Begorra, they did it again. No longer narrowcastable as a Thin Lizzy spinoff, Black Star Riders have followed up 2013's nearly flawless "All Hell Breaks Loose" with a classic hard-rock blast that can knock even a militant octopus out of its combat boots.
Multidecade LizRider Scott Gorham and friends execute a formula every group would copy if it could: a star at every position, dynamic yet stable chemistry, a bottomless songwriting well, Navy Seals-level producers and a history of persistence. Even all that doesn't guarantee longevity for a new band (cf. Black Country Communion) in a World That Forgot How To Rock & Roll, but despite losing bass vet Marco Mendoza, BSR have continued their fissionable entrée onto the global stage with an expeditionary-force round of concert halls and festivals.

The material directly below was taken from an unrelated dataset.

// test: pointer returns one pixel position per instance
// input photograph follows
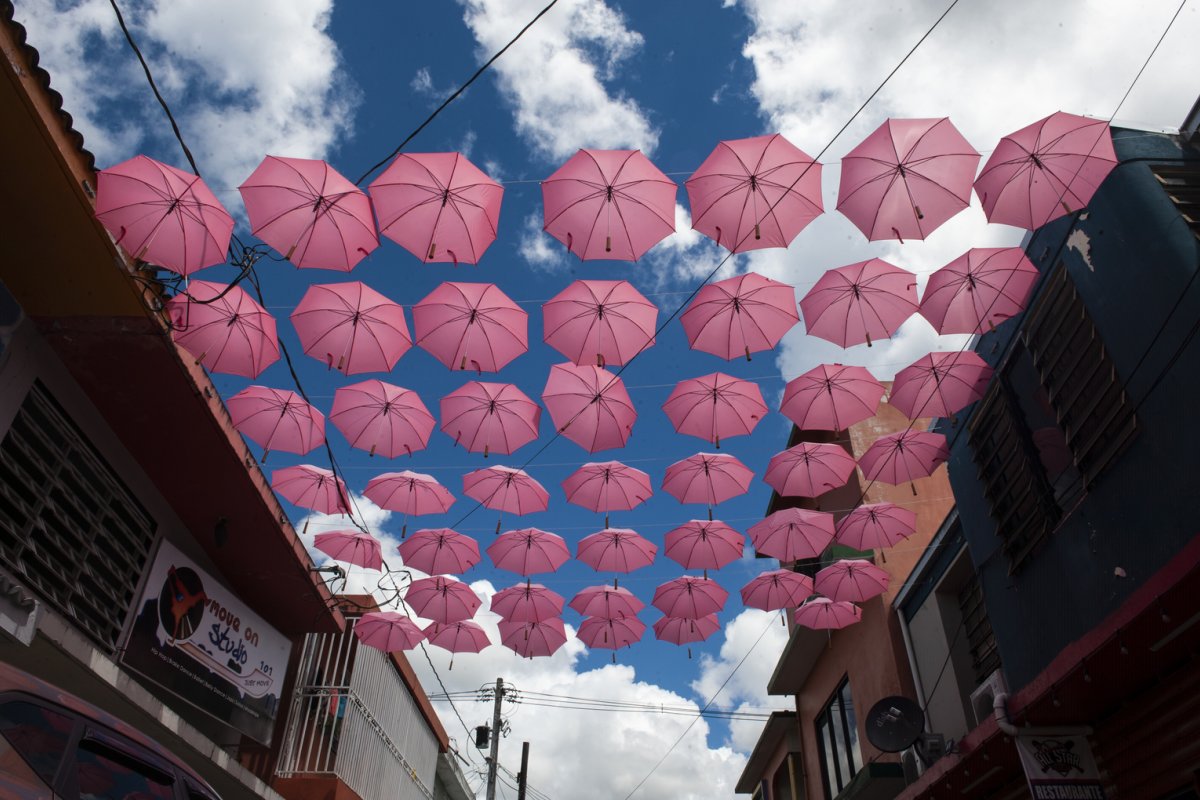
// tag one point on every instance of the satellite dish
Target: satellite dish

On "The Killer Instinct," the Black Star formula extends to echoing some of the songs from "Hell," while actually improving on them. The title track charges through its hardbitten yet idealistic philosophy harder than "Bound for Glory." Though eschewing pennywhistles, "Soldierstown" dances with a cohesion and fierceness missing from the similarly Celtic "Kingdom of the Lost." The swaggering "Charlie I Gotta Go" stands as one of the new album's best tracks because it's got better hooks & riffs than "Hoodoo Voodoo," which tapped the same jumpy rhythm. Some would criticize these self-tributes for lack of imagination; I just call it having a Sound.
And BSR expand their sound plenty beyond the straight-ahead rock of "Hell." What an epic ballad, for instance, is "Blindsided," with its slippery acoustic-guitar work and moaning electric solos from Gorham and Damon Johnson, who mesh like ax twins throughout the record and show off a polished range of vintage-plus tones. What a brisk reminiscence is "Finest Hour," recalling "Brown Eyed Girl" by Van Morrison (whose hometown, like that of Black Star's Ricky Warwick, is Belfast) in emotion and feel, but not form. The capper: Rarely will you experience a final track as satisfying as the 7-minute "You Little Liar," a showcase for Jimmy DeGrasso's inventive drum work in the midst of leisurely tempo changes, fiery improvisations and a repeated vocal declamation you never get tired of.
Warwick, indeed, has claimed a spot in the front rank of rock singers. His voice is rough and warm, his lyrics vivid: "I'm through pulling you out of the fire, so pull me into the flame"; he portrays a girl "on the bathroom floor of a Texaco." Most of all, he means every word.
Producer Nick Raskulinecz stepped in last year when the previously announced helmsman, Def Leppard's Joe Elliott, stepped out, and since N.R. helped shaped some of my favorite-sounding albums (Danzig's "I Luciferi," Marilyn Manson's "Holy Wood," Alice in Chains' "Black Gives Way to Blue," Queens of the Stone Age's "Songs for the Deaf," My Ruin's "The Brutal Language"), I can't help but see that as a lucky break. Although Raskulinecz's sound horizon may not run quite as deep as the one sculpted by Kevin Shirley on "Hell," its modern crispness, hardness and shading make the comparison a toss-up.
Black Star Riders, please keep making records. I love a lot of new metal and jazz and world music, but there's a hole in my soul that's never filled unless I dig up some obscure vinyl by Spooky Tooth or Crow (or Thin Lizzy). A discovery feels even better when it's NOT old.